Startup acelerada pelo Banco Central quer transformar comércios em caixas eletrônicos

No Brasil o mercado de caixas eletrônicos é dominado pela rede 24 Horas, de propriedade dos 5 maiores bancos brasileiros. Os bancos digitais e empresas de tecnologia financeira, conhecidas como fintechs, tem encontrado dificuldades para se conectarem a esta rede. No início de Novembro o presidente do Banco Central, Roberto Campos Neto, criticou publicamente os preços cobrados pela rede Banco 24 horas.

Neste contexto foi criada a Saxperto. Uma iniciativa que permite aos clientes de bancos e carteiras digitais fazerem saques em pontos de comércio próximos de sua localização, como bancas de jornais, padarias e supermercados.

Seus fundadores são Tiago Godoi que foi consultor na Mckinsey e no Mercado Pago e Rodrigo Batista, fundador do Mercado Bitcoin, empresa líder em trasações de moedas virtuais e blockchain no Brasil, que ele vendeu recentemente. A ideia de criar a startup surgiu quando Rodrigo percebeu que sua dificuldade de permitir que os clientes sacassem os reais de sua empresa era comum a diversas outras fintechs.

Com a solução criada pelos empreendedores, os clientes dos bancos digitais não precisam instalar nenhuma aplicativo adicional. Basta abrir o app de sua conta digital que passará a exibir um mapa com locais próximos que tem notas de real disponíveis e ir sacar. A iniciativa conta com a aceleração do Banco Central por meio do programa Lift.

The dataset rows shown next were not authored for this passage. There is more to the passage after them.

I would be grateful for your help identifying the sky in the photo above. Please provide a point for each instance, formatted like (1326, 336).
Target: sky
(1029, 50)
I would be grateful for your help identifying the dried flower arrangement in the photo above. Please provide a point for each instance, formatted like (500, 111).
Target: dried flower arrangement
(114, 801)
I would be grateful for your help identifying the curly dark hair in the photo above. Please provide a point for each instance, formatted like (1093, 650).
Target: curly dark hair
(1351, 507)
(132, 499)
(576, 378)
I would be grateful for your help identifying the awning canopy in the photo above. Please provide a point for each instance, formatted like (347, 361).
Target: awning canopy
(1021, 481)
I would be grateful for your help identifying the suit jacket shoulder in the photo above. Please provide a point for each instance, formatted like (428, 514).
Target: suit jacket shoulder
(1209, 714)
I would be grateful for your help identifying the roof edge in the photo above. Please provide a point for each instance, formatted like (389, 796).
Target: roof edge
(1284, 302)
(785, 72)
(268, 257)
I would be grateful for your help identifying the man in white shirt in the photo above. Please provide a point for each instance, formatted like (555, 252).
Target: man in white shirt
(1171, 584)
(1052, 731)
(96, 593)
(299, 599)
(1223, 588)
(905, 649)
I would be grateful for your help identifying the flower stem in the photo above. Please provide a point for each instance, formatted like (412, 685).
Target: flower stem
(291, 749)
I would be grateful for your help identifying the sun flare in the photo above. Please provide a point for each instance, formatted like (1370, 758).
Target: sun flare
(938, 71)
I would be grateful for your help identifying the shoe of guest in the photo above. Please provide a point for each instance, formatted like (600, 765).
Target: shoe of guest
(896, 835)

“Essa solução permite às carteiras digitais terem acesso a uma rede grande e bem mais barata de pontos de saques, aos clientes terem locais próximos de onde estejam. Para os estabelecimentos comerciais ela trás mais público e remove dinheiro do caixa, o que normalmente gera custos de segurança e transporte”, diz Tiago Godoi.

A startup cobra dos bancos digitais metade do cobrado pela Rede 24 Horas. Hoje está testando sua solução em Porto Alegre, mas pretende chegar a 100 mil pontos de saques até o final de 2020.

O início da startup conta com saques para cinco bancos digitais e a meta é ampliar a oferta a clientes de 50 carteiras digitais até o fim do próximo ano.